Le parole del Ministro Calenda, a margine dell’incontro svoltosi oggi al MISE, sono inaccettabili. Dichiarare che lo stabilimento Ilva di Taranto verrà spento il 9 gennaio 2018, se il Sindaco di Taranto e il Presidente della Regione Michele Emiliano non ritirano il ricorso al TAR, sembrano le parole dell’Amministratore delegato di un’azienda che sta conducendo una vertenza per tutelare i propri interessi economici e non quelle di un Ministro della Repubblica. Il muro contro muro sta diventando una specie di messa in scena fra le parti che rischia di produrre solo un’asta al ribasso nei confronti della tutela del lavoro e della tutela della salute. Siamo stanchi di ripeterlo, ma continueremo a farlo fino a quando il buon senso non torna ad essere alla base dell’attività istituzionale.
Abbiamo chiesto già, in ogni sede, al Presidente Emiliano, di ritirare il ricorso per compattare la Città di Taranto e i lavoratori della fabbrica che devono unirsi intorno a un percorso chiaro verso l’ambientalizzazione dello stabilimento siderurgico di Taranto. La minaccia di spegnimento dell’azienda, arrivata a seguire quella che preannunciava la dipartita degli acquirenti, sempre da parte del Ministro Calenda, fa capire che il rischio di abbassare la guardia sulla tutela dei diritti dei lavoratori e sulle imposizioni riguardanti gli investimenti per rendere compatibili gli impianti con l’ambiente, è concreto.
Non capisco perché il presidente Emiliano continui a prestare il fianco a questo gioco al ribasso che continua a svilire il ruolo stesso delle Istituzioni.

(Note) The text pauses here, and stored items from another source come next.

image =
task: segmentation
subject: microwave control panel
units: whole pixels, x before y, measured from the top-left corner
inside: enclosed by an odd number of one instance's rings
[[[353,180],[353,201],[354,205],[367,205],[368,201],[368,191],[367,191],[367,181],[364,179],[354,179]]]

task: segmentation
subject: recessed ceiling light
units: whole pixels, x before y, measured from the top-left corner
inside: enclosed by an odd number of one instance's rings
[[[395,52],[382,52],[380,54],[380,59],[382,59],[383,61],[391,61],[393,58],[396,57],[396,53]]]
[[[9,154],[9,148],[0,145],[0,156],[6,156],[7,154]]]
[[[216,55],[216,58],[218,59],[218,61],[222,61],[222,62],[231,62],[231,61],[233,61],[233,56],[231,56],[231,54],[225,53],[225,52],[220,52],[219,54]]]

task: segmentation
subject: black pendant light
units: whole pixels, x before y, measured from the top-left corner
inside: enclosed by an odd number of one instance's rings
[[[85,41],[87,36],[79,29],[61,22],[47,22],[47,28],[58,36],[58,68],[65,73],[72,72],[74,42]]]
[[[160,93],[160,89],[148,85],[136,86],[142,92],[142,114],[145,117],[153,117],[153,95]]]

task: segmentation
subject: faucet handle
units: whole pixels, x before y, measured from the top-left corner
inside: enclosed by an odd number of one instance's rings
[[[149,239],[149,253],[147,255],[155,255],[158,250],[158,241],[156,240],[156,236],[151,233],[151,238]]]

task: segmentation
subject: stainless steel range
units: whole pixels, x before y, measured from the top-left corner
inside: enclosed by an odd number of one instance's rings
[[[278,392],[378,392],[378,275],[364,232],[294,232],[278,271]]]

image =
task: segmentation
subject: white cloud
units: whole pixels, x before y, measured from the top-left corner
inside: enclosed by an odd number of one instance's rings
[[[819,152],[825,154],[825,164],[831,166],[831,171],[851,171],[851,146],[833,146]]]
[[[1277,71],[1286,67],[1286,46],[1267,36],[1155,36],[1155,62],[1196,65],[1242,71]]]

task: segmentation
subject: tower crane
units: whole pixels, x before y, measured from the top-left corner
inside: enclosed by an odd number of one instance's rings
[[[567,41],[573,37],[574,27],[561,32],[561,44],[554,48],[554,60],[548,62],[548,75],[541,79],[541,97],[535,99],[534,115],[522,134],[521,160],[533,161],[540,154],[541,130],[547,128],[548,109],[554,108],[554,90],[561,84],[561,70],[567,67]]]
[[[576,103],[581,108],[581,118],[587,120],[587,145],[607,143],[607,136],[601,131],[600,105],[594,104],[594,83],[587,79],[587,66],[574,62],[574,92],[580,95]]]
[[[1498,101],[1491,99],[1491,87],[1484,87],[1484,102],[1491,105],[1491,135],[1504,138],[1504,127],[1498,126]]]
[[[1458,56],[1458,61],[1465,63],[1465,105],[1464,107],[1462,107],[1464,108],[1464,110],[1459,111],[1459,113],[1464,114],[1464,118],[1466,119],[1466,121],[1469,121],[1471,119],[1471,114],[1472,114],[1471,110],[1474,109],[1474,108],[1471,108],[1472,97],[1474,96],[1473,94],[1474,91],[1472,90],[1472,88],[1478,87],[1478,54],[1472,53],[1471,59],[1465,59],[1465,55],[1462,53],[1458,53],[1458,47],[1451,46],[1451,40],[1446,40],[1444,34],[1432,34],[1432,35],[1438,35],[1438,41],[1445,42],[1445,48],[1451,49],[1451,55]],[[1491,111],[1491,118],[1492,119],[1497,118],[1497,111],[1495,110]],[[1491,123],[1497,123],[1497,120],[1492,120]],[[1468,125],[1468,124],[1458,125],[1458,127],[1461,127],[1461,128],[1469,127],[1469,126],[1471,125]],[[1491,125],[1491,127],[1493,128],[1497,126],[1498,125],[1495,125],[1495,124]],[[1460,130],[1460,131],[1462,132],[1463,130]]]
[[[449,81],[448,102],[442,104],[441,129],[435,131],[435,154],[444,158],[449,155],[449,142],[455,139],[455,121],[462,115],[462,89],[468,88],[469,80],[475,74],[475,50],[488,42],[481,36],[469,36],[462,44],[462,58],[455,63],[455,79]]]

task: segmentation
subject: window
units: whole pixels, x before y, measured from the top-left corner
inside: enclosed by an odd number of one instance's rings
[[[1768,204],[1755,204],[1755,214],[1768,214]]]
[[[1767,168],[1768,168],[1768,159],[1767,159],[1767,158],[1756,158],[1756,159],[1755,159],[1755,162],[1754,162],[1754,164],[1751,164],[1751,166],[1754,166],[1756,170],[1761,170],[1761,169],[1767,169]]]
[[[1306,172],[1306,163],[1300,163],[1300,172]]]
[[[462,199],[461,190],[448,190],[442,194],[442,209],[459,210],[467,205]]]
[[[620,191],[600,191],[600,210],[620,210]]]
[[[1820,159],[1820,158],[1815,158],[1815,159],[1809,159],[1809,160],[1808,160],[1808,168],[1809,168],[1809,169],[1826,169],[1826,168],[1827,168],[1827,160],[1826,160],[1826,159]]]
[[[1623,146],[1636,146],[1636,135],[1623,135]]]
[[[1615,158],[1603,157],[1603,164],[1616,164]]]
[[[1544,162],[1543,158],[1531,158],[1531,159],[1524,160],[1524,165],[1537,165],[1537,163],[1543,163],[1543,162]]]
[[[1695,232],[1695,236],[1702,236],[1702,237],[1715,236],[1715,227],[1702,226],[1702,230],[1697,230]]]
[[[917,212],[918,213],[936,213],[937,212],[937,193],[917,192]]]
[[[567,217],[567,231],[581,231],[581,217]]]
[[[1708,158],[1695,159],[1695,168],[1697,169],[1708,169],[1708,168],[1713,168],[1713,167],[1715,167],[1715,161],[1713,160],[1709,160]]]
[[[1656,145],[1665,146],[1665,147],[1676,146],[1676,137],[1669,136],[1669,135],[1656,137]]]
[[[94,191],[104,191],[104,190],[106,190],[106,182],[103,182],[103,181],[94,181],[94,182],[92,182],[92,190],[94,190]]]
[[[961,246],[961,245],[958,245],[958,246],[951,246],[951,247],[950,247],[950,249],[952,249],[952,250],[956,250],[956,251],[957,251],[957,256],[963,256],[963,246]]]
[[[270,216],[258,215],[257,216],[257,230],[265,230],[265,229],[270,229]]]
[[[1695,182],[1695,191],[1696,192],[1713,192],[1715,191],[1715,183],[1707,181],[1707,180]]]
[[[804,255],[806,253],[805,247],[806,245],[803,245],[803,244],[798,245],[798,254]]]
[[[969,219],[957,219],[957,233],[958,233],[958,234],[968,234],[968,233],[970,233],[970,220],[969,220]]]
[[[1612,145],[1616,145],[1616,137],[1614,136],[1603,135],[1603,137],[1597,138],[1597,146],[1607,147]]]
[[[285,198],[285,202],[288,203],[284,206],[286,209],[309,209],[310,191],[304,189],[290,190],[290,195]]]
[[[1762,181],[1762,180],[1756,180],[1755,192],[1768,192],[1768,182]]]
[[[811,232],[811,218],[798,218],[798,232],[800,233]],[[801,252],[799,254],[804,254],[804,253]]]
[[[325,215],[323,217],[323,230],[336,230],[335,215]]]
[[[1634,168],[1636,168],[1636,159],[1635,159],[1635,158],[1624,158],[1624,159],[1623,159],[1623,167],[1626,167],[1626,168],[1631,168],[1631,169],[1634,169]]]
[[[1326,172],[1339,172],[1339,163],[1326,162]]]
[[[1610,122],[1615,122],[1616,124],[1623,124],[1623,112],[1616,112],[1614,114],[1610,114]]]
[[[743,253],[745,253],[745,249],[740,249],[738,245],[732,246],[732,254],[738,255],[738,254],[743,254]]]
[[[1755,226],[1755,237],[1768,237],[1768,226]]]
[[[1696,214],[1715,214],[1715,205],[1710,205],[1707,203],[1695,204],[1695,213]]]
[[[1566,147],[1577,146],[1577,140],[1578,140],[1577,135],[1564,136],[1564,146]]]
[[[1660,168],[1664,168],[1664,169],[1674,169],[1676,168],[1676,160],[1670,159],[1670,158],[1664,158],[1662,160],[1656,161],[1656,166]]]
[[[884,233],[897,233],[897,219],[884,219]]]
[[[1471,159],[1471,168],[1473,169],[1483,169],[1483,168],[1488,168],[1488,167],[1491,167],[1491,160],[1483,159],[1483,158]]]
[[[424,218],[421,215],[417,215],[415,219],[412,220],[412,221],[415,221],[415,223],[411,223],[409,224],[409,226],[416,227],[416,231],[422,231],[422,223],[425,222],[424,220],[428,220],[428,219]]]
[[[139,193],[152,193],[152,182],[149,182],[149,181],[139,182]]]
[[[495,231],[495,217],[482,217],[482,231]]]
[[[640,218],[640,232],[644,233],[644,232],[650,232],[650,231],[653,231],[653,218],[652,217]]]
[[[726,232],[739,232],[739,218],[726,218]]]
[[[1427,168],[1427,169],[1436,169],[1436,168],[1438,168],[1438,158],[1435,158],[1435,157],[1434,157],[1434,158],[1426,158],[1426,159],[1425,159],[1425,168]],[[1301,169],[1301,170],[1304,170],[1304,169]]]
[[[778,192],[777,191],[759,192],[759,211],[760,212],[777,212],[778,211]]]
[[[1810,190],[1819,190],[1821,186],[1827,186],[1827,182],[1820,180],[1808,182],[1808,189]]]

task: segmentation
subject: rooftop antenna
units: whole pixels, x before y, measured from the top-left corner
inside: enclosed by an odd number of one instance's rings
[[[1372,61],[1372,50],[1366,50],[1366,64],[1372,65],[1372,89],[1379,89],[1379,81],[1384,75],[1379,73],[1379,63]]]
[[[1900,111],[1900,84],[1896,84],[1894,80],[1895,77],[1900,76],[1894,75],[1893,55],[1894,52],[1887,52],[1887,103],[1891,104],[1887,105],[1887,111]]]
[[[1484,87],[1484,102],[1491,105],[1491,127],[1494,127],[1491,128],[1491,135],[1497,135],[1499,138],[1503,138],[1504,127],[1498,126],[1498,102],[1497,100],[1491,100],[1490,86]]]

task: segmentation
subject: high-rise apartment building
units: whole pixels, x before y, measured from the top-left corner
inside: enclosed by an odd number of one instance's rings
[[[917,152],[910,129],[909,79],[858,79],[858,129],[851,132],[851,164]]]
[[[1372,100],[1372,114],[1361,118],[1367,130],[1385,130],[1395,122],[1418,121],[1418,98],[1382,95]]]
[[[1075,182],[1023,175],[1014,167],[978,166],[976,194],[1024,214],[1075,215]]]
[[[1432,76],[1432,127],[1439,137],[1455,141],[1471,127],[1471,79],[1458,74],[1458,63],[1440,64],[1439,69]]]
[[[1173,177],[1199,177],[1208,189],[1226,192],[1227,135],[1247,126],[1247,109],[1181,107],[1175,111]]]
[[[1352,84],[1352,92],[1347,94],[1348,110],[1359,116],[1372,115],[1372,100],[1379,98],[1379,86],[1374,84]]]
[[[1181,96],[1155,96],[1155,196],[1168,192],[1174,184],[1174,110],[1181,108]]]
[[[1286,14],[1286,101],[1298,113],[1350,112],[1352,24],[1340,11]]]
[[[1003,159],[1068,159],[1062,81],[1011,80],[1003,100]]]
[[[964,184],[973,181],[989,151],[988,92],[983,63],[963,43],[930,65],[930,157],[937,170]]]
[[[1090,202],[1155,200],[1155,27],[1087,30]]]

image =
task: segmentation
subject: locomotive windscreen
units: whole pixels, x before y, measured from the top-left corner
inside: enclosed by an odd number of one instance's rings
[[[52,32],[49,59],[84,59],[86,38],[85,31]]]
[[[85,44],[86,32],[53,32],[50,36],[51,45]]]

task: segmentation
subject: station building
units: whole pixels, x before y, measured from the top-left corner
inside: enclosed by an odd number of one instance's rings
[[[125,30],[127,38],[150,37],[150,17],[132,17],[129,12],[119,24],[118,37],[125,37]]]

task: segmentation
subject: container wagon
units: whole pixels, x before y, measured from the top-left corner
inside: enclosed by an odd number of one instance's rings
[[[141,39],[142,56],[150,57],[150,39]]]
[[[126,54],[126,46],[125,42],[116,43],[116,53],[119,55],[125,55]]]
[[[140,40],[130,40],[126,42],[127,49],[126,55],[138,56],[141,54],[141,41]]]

Calenda, sgombri il campo dalle minacce e riapra la discussione nei contenuti del percorso di ambientalizzazione, consentendo agli Enti locali di far valere le loro istanze a tutela del territorio. Se nessuno dei due, si farà carico di rimettere in discussione la propria posizione, sappiano, entrambi, che i cittadini di Taranto e i lavoratori dell’Ilva, non dimenticheranno facilmente chi, in nome di una presunta battaglia di posizione, avrà danneggiato definitivamente la possibilità di rimettere in campo un percorso di convivenza fra diritto all’ambiente e diritto al lavoro. E, se in una Città come Taranto salta l’equilibrio sociale, non ci sarà nessuna posizione da rivendicare per nessuno dei responsabili di questa situazione.